Thursday, November 10, 2005


Right back at the start of the year, U2 got themselves into a load of silly bother when people who'd paid a premium price just for a chance of buying tickets for a tour found the site couldn't cope.

Now, exactly the same thing has happened to Robbie Williams fans - who duly forked twenty five quid over to the gurning dancer drawn mainly by the promise of first dibs on new tour tickets, only to discover as soon as a tour was announced, their money was no good. The site fell over after ten minutes.

A post on the Portal Forum tracked the troubles faced by people who tried to buy:

I was ready at 9am, with my personal link to his ticket shop, ready to purchase the 4 tickets allowed per person. I was still at my PC queuing on the website at 11 am. I was still there at 1 pm. In fact I was still there at 3 pm!

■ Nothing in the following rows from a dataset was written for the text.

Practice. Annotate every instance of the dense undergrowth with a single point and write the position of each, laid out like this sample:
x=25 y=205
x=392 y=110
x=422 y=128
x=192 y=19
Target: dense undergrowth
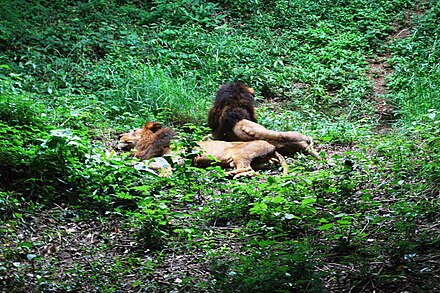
x=75 y=215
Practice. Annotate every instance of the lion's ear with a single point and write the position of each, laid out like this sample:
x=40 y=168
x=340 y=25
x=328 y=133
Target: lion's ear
x=153 y=126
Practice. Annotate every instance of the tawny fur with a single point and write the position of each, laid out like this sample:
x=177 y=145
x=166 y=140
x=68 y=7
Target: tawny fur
x=233 y=118
x=286 y=142
x=243 y=157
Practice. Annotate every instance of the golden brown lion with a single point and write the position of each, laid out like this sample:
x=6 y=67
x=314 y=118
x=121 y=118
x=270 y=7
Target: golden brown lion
x=243 y=157
x=233 y=118
x=153 y=140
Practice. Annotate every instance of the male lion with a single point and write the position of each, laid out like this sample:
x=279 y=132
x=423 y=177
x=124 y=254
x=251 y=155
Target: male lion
x=233 y=102
x=153 y=140
x=233 y=118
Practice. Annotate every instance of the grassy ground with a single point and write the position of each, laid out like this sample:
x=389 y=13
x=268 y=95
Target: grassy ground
x=361 y=78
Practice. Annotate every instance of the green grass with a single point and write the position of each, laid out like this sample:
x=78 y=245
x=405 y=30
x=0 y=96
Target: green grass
x=74 y=75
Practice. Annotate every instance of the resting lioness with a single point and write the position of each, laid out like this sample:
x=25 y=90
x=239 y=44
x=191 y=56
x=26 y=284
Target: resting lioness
x=243 y=157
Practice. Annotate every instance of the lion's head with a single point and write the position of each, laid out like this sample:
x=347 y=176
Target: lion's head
x=153 y=140
x=233 y=102
x=129 y=140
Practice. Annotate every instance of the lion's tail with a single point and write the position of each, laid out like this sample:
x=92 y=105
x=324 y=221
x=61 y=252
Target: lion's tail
x=282 y=162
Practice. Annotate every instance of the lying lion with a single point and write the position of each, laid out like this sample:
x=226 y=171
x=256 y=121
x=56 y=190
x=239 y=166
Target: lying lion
x=286 y=142
x=153 y=140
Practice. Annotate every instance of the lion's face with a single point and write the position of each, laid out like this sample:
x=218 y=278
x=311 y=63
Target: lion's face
x=130 y=139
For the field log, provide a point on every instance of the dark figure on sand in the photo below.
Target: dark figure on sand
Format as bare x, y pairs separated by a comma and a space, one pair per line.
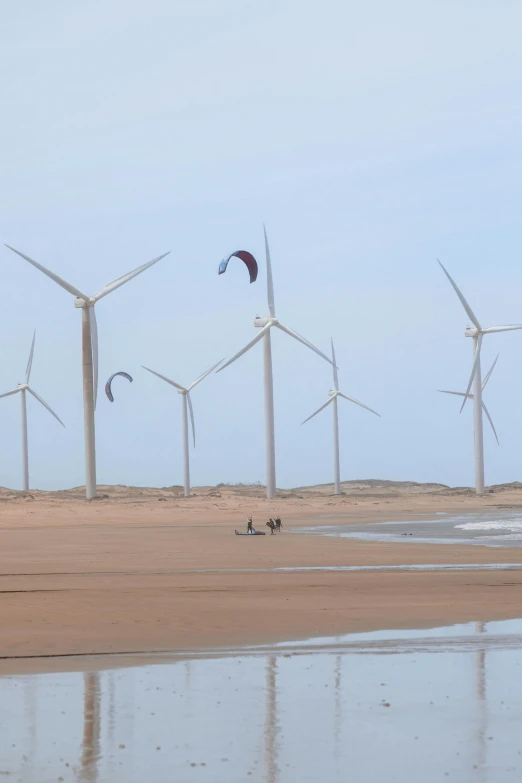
275, 525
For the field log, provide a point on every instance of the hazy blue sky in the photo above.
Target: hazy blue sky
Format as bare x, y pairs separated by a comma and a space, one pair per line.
371, 138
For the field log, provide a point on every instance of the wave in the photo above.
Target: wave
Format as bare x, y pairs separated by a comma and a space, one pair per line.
509, 525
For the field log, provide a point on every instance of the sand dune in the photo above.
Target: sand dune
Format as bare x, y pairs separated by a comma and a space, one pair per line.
143, 569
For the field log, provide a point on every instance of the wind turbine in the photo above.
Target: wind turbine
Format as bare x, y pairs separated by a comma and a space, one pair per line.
477, 333
333, 394
23, 388
265, 325
186, 403
89, 356
470, 396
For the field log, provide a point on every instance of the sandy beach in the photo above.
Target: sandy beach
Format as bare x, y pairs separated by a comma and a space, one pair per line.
144, 570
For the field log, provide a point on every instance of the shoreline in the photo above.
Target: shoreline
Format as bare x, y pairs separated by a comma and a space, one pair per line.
87, 579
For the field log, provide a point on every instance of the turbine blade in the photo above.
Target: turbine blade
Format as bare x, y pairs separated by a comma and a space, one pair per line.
36, 396
459, 394
303, 340
108, 289
202, 377
352, 399
247, 347
30, 362
64, 284
491, 422
488, 376
192, 419
163, 378
336, 377
94, 347
476, 361
8, 394
495, 329
269, 280
460, 295
318, 410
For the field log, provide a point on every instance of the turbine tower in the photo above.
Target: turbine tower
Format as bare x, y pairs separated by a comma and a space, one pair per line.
470, 397
333, 395
265, 325
477, 333
22, 388
186, 403
89, 355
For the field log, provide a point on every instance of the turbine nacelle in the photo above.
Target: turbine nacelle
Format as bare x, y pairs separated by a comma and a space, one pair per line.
89, 301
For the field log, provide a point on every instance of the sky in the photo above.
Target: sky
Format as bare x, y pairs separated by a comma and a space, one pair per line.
371, 139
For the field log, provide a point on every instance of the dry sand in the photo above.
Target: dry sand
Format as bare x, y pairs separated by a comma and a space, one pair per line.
110, 576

By 5 past 9 this morning I knew we were in for trouble. I selected UK and proceeded to the queuing page. The page refreshed every 30 seconds and warned us that if we refreshed our browser ourselves, we would be put to the back of the queue. The page refreshed 3 times for me and then I got the dreaded message "page cannot be displayed". I started again clicking my personal link to the ticket shop.

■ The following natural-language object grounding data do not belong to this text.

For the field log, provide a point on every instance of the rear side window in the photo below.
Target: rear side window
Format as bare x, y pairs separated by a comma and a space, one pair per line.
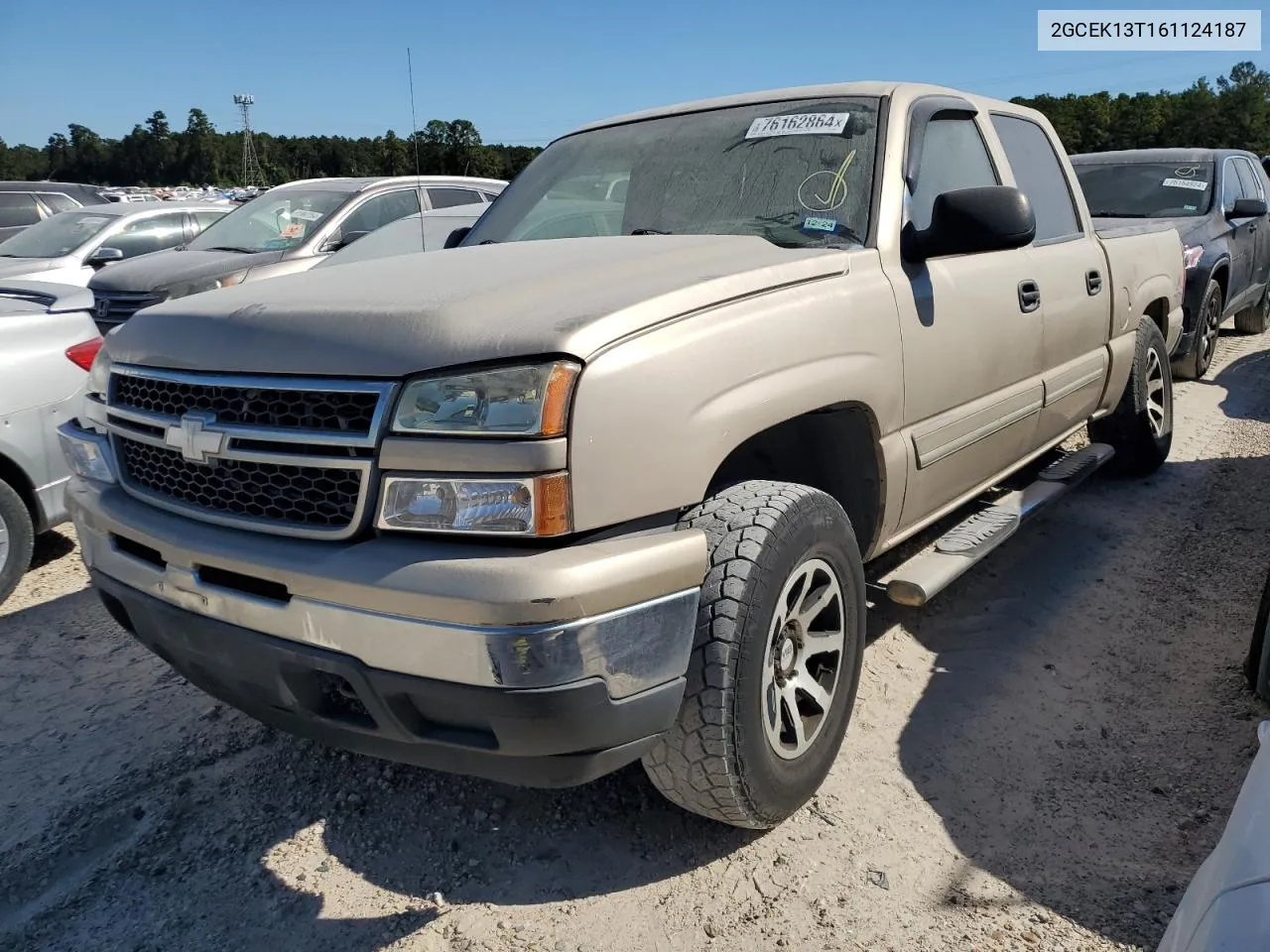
1039, 176
1232, 188
18, 208
451, 197
59, 202
952, 157
1247, 178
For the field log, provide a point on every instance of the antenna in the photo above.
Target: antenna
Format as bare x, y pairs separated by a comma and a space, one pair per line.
252, 175
414, 137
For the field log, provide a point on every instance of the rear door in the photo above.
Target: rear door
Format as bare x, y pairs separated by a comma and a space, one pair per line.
1071, 272
1254, 186
971, 348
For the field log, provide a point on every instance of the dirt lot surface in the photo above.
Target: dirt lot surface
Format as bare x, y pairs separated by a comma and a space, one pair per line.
1039, 761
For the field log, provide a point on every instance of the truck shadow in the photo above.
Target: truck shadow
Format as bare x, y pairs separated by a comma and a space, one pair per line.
1084, 729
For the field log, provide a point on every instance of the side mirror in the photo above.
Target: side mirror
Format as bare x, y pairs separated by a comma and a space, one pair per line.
1247, 208
344, 240
971, 221
104, 255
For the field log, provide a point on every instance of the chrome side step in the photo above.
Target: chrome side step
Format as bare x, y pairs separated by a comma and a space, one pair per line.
930, 571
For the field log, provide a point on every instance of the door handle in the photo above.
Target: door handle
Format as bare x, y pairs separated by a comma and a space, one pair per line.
1029, 296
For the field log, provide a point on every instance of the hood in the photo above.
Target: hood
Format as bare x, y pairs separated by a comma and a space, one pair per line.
409, 313
162, 268
16, 267
1192, 229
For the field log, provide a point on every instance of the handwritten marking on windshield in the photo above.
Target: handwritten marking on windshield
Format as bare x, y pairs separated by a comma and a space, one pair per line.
825, 190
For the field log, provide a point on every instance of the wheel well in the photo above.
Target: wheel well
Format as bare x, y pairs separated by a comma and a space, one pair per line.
833, 449
1159, 311
13, 474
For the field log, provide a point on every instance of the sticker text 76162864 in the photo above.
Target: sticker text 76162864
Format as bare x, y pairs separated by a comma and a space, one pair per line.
801, 125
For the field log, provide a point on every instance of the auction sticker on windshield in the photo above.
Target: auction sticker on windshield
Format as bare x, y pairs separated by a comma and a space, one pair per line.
801, 125
1185, 182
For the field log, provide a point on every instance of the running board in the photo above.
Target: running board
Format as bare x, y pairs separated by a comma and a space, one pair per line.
930, 571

Another time, I managed to queue for 2 hours, with 4 browser windows open and finally I got to the log in screen to purchase my tickets. It wouldn't accept my password!

I started again, and got right through to selecting my tickets. They informed us all venues were sold out. Another time, I got right through to the payment area and it timed out on me.

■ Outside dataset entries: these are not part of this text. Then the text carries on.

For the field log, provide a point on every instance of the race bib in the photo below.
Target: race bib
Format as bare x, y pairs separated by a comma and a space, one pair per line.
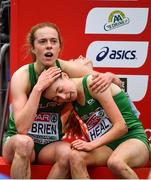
97, 126
45, 128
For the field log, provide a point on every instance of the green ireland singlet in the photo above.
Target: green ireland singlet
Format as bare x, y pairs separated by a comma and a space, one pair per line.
98, 123
47, 126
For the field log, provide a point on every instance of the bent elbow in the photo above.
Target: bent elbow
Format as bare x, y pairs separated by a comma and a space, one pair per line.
124, 129
21, 130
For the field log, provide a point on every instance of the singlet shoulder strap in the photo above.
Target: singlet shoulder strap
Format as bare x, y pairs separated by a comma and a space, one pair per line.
85, 86
32, 75
58, 64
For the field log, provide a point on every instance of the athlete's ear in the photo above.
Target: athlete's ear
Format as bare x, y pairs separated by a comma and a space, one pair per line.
65, 75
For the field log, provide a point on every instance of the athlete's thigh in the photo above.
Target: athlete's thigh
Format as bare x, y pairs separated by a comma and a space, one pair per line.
52, 152
97, 157
10, 147
133, 151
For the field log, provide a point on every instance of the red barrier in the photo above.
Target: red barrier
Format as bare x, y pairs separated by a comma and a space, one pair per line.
41, 171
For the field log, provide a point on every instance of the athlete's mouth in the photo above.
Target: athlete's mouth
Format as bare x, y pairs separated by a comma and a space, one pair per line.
48, 54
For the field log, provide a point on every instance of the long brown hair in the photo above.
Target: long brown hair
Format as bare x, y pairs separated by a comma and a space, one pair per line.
31, 35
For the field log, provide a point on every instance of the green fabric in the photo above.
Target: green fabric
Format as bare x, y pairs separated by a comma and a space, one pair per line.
48, 111
92, 111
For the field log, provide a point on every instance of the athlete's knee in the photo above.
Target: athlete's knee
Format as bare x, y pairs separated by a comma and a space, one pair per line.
63, 156
76, 158
24, 145
116, 164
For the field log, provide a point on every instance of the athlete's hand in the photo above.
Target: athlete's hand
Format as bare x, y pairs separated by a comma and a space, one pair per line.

I started again! But they had closed the site :( We all got emails explaining the situation and were told they would be up and running again by 2.30pm. I got ready....I entered my wouldn't accept it. I started again!

By 3pm I got password worked, I bought my Wembley tickets and everything went smoothly.....but it had taken 6 hours.

These are people, remember, who've forked out a lot of money for the opportunity to buy these tickets - which would be just a breathtaking way of squeezing more cash out the credulous if the system worked. You could argue that Robbie Williams fans probably deserve all they get, but remember: they are people too.

Williams (and his people) must have known how many people had signed up for the "inner sanctum" (because he would have had a big sack of money) and he knew when the tickets were going on sale. There's no excuse for the infrastructure not being up to the job - especially since it seems there wasn't that much of a demand in the first place:

A spokesman for Robbie explained: "The system did get overloaded and crashed, but the problem's been fixed and there are still tickets on sale."

Well, yes, there may be - but you took a huge cash sum off punters in return for the promise they'd get special access to tickets. That clearly hasn't happpened. We expect to hear details of your repayment scheme soon.


Poochland said...

That's my article quoted....full article at Go to November archives.

Thanks for quoting BTW ;)

I don't mind paying the £25 cos I got my tickets and it was worth all the stress. The way they all sold out on general release date, makes me glad I paid the extra to guarantee tickets.

I can see why people would think it was a rip off though.

simon h b said...

Sorry, Poochland - I'd actually hardcoded a link to your item but had munged the HTML so it wasn't working - fixed now.